City Tech students design, build home for 2015 Solar Decathlon competition
In 2012, Superstorm Sandy showed that new models for housing that meet the needs of a high-density urban environment are desperately needed. A team of approximately 60 City Tech students is contributing its solution in a net-zero energy model home, as part of the U.S. Department of Energy’s 2015 Solar Decathlon international competition. The model home — built on a donated site at the Brooklyn Navy Yard — will be shipped to California at the end of this month for the final phase of the competition. After the competition, City Tech will donate the retrofitted model home to a disabled veteran.

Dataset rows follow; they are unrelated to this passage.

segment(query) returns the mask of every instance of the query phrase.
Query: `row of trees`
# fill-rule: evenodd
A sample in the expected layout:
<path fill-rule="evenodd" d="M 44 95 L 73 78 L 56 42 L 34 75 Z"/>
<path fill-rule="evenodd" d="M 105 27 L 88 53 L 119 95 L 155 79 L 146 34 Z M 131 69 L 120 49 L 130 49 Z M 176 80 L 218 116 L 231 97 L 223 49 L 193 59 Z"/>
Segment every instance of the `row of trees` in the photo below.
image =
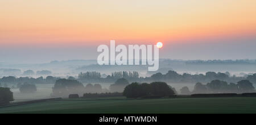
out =
<path fill-rule="evenodd" d="M 13 93 L 10 88 L 0 88 L 0 105 L 9 103 L 13 100 Z"/>
<path fill-rule="evenodd" d="M 88 84 L 85 87 L 80 82 L 75 80 L 60 79 L 56 81 L 52 88 L 53 95 L 56 97 L 67 97 L 72 94 L 82 95 L 84 93 L 101 93 L 105 92 L 122 93 L 124 88 L 129 84 L 123 78 L 118 79 L 110 85 L 110 90 L 102 89 L 100 84 Z"/>
<path fill-rule="evenodd" d="M 225 81 L 216 80 L 206 85 L 197 82 L 192 91 L 189 91 L 188 87 L 183 87 L 180 89 L 180 92 L 183 94 L 254 93 L 255 88 L 249 80 L 241 80 L 237 84 L 234 83 L 229 84 Z"/>
<path fill-rule="evenodd" d="M 16 78 L 13 76 L 3 77 L 0 78 L 0 82 L 5 84 L 15 84 L 18 83 L 27 82 L 28 84 L 55 84 L 57 80 L 60 79 L 59 77 L 55 77 L 53 76 L 47 76 L 46 78 L 43 77 L 40 77 L 36 78 L 32 77 L 23 77 Z"/>
<path fill-rule="evenodd" d="M 162 97 L 175 94 L 174 88 L 166 82 L 154 82 L 151 84 L 133 82 L 127 85 L 123 94 L 127 98 Z"/>
<path fill-rule="evenodd" d="M 150 82 L 154 81 L 164 81 L 166 82 L 182 82 L 182 83 L 195 83 L 195 82 L 209 82 L 214 80 L 225 81 L 228 82 L 237 82 L 242 80 L 249 80 L 253 84 L 256 84 L 256 73 L 245 77 L 230 76 L 228 72 L 216 73 L 208 72 L 205 74 L 191 74 L 183 73 L 180 74 L 173 70 L 169 70 L 166 74 L 158 73 L 149 77 L 139 77 L 137 72 L 115 72 L 108 75 L 104 78 L 101 76 L 100 73 L 96 72 L 87 72 L 80 73 L 78 79 L 73 77 L 69 77 L 68 79 L 77 80 L 82 83 L 93 82 L 113 82 L 117 80 L 124 78 L 131 82 Z M 46 78 L 43 77 L 37 78 L 29 77 L 15 78 L 13 76 L 3 77 L 0 78 L 0 82 L 16 84 L 25 82 L 29 84 L 55 84 L 55 81 L 60 78 L 52 76 L 47 76 Z"/>

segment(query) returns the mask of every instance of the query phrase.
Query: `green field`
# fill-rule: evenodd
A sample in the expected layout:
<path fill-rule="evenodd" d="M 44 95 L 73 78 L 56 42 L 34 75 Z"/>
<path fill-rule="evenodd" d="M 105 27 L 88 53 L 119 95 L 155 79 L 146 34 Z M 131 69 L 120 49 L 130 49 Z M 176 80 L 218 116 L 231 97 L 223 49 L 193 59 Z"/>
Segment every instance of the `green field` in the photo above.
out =
<path fill-rule="evenodd" d="M 63 99 L 0 108 L 0 113 L 256 113 L 256 98 Z"/>

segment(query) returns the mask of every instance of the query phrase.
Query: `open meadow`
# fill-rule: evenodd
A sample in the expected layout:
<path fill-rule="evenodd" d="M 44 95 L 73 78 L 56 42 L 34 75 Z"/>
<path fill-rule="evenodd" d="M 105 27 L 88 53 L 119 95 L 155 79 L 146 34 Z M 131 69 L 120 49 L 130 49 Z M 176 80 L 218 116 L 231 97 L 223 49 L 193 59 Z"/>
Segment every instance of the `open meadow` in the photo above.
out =
<path fill-rule="evenodd" d="M 0 107 L 0 113 L 256 113 L 256 98 L 60 99 Z"/>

City Tech’s team was selected as one of 20 student teams worldwide to compete in the two-year Solar Decathlon process to build solar-powered, energy efficient houses that combine affordability, innovation and design excellence. The college’s team, called Team DURA (Diverse, Urban, Resilient, Adaptable), created the DURA house — a stackable design to provide relief after catastrophic storms that can also be used for mobile and low-income housing in urban areas — with materials never before used in the U.S.
“A lot of our work has been inspired by our location,” said decathlete Evgenia Gorovaya, a sophomore studying environmental planning and math. “The qualities of diversity and being urban go hand-in-hand because City Tech is one of the most diverse colleges in the United States. And a lot of different mindsets went into developing our design.”